Садыков был молчалив и покоен, он сидел подле на камнях, оперев голову ладонями. Вокруг башни бесшумно шмыгали летучие мыши, и в башне кричала сова, в синем мраке, в синей тишине.
– О чем вы задумались, Федор Иванович? – спросила Любовь Пименовна.
– Я слушаю тишину. У меня сегодня очень трудный день и я очень устал.
– Да, около этой башни всегда тихо. Я записала преданья об этой башне, о ее судьбе. Вы знаете легенду о том, что душа Марины Мнишек летает вороною над Россией. Эта ворона души размножилась в тех ворон, которых мы знаем, – именно поэтому вороны – всегда живут в местах разрушения, вестники умирания. Мою работу о Маринкиной башне я заканчиваю тем, что башня залита новой рекой. Но – вот, что меня всегда поражает. Я часто хожу в башню днем, там растет бузина, припекает солнце, пахнет лопухами и – ничего нет, пусто, кирпич, осколки цемента, бузина, – ничего нет, и тем не менее около этих камней протекала очень длинная – и история, и поэзия, я не знаю, как выразиться. И здесь всегда тихо.
– Я пойду, – сказал Садыков и поднялся, – я очень устал за этот день. Любовь Пименовна, придя домой сегодня, должно быть, вы узнаете новость, трудную и вам, и Ольге Александровне, главным образом, скажите ей, что я всем сердцем с нею, – а для вас, а вам – позвольте поцеловать вашу руку. Да, это всегда так, была история, была поэзия, – остались камни. И никакая история не запишет о том, что вот сейчас, здесь, у этой башни, здесь, около вас – мне очень хорошо. Берегите вашу чистоту, Любовь Пименовна, – и встретьтесь с вашим отцом, и помирите с ним маму.
– О чем вы говорите, Садыков? – спросила Любовь Пименовна, поднимаясь за Федором Ивановичем.
– Всего хорошего, Любовь Пименовна, – ответил Садыков. – Я буду приходить к вам, – можно? – хорошо? – Садыков тихо и очень осторожно поцеловал пальцы Любови Пименовны.
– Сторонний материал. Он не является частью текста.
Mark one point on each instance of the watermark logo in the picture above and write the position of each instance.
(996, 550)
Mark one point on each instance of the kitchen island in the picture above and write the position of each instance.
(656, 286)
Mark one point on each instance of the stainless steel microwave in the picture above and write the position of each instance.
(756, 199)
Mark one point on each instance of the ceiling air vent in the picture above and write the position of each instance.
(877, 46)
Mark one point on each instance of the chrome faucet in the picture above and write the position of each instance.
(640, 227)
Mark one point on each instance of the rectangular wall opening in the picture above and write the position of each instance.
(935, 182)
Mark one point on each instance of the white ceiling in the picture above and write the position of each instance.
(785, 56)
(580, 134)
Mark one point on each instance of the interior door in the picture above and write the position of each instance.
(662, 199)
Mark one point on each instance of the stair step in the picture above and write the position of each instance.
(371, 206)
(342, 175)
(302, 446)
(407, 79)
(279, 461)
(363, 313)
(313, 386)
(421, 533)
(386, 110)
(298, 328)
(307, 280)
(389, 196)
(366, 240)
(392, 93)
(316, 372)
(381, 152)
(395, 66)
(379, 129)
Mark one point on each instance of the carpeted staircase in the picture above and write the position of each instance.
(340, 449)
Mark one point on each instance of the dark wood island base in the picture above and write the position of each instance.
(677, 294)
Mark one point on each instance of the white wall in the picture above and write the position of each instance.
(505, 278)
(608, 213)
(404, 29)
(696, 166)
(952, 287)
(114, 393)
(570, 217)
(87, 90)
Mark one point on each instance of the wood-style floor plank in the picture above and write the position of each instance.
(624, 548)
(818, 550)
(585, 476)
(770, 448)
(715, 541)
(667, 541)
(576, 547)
Башня и кремлевские развалины безмолвствовали.
В лугах кричали перепела, путая свои – «спать пора! спать пора!» – с плачем и скрипом землечерпалок. Федор Иванович шел пешком. Строительство горело армиями электрических огней. Федор Иванович прошел в чертежную, в рабочий свой кабинет. За открытым окном пели песню мужские и женские голоса. Федор Иванович прикрыл ставни, – человеческая песнь затихла, перепелиный крик исчезнул, и слышнее и зловещее стал слышен плач, скрип, вой захлебывающихся в воде и в земле экскаваторов: крик этих машин, роющих землю, был поистине страшен из тишины кабинета, – крики, кряки, сипы, сапы, храпы, стоны, вой, визги.
Чертежная спряталась во мрак, как в сентябрьские ночи, когда эти ночи проходят русскими нищими, оборванцами, в медленности, мокроте и проваливают тогда землю в черный мрак, в такой, когда не видно своей же руки и самого себя, – в сентябрьских полях тогда ночами, когда ничего не видно, грязь налипает по шею и по полям бродят волки. По лугам в тот вечер проходил май. В чертежной Садыкова застрял сентябрь. Такие ночи существуют к тому, чтобы человек каялся перед землей. В сентябрьскую чертежную шли вой экскаваторов. Федор Иванович сидел у стола, папиросы красным светом освещали скулы, свет папиросной золы на скулах был очень злобен, скулы были жестки, как жестока была эта сентябрьская ночь в мае. В свете папирос возникала трубка телефона, та, которая не оказалась справедливостью, но очень большою жестокостью перчатки средневекового рыцарства. Когда папиросы погасали, тогда вспыхивали спички.
– Земельно-скальный? – говорит главинж Садыков. – Все в порядке? – Хорошо.
– Тепловая станция? – говорит главинж Садыков. – Все в порядке? – Хорошо.
Человек в ночном белье сидел, опустив голову на ладонь, морщины на лбу собрав по-стариковски, – телефонные провода рыскали по строительству, – лицо стало очень добро, всепрощающе. В природе нет движений геометрически прямых, ничто в природе не движется геометрическими прямыми, построив свое движение эллипсами, параболами, гиперболами, – реки вод, как и лет, всегда строят себе кривые ложа, не могут иначе. Федор Иванович воспринимал Марию геометрически прямой. Ему было больно. За окном цвел май.